Anyway, a lot of my friends were telling me how hard it was in Atlanta and Los Angeles for a film student. I didn't want to be a production assistant for years. I'm an editor, so I'm willing to edit for people, but I knew that it would take me years to edit things that I wanted to if I went to Atlanta, L.A. or New York. My girlfriend used to live in Winston-Salem and we'd drive through the Carolinas and we found it super inspiring. There's so much open space in and near Charlotte, and it's really pretty. I feel more inspired to shoot my own stuff here and start my own independent film company.
You've done an homage to Asian cinema with a kaiju. Now you are working on yet another homage to Asian cinema with Fist, a martial arts movie. What is the draw of Asian popular cinema for you?

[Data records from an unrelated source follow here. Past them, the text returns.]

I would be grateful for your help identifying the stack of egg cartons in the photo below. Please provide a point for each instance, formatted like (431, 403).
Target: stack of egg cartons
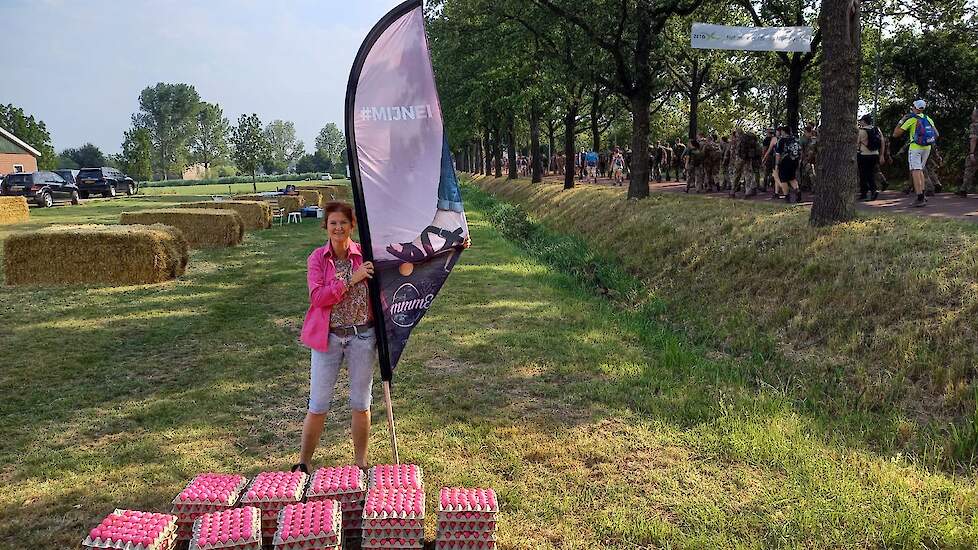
(206, 493)
(309, 526)
(466, 519)
(393, 513)
(234, 529)
(347, 485)
(134, 530)
(270, 492)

It's the rawness. One of my favorite comic books of all time is Lone Wolf and Cub. That got me into samurai cinema. When I was younger I watched Crouching Tiger, Hidden Dragon. I loved the people flying in the air and beating ass. When I went to college I started watching all the Shaw Brothers movies, a lot of the gorier Kung Fu cinema. I loved [the 1991 film] Riki-Oh, the Story of Ricki. It's just ridiculous with over-the-top gore. He's punching holes through people. It's really fun.
What is the plot of Fist?
It's a revenge story. There is an emperor of this small principality in China who has two sons. The emperor gets killed, and the killer frames the murder on one of the brothers. The story follows the other brother out to avenge his father's death. He thinks his brother murdered his dad, so he is out to kill him. Right now I'm still writing the script but I'm also scouting locations. In Charlotte there's a Buddhist temple on Sugar Creek Road I really want to use for a location. It would be awesome to shoot there.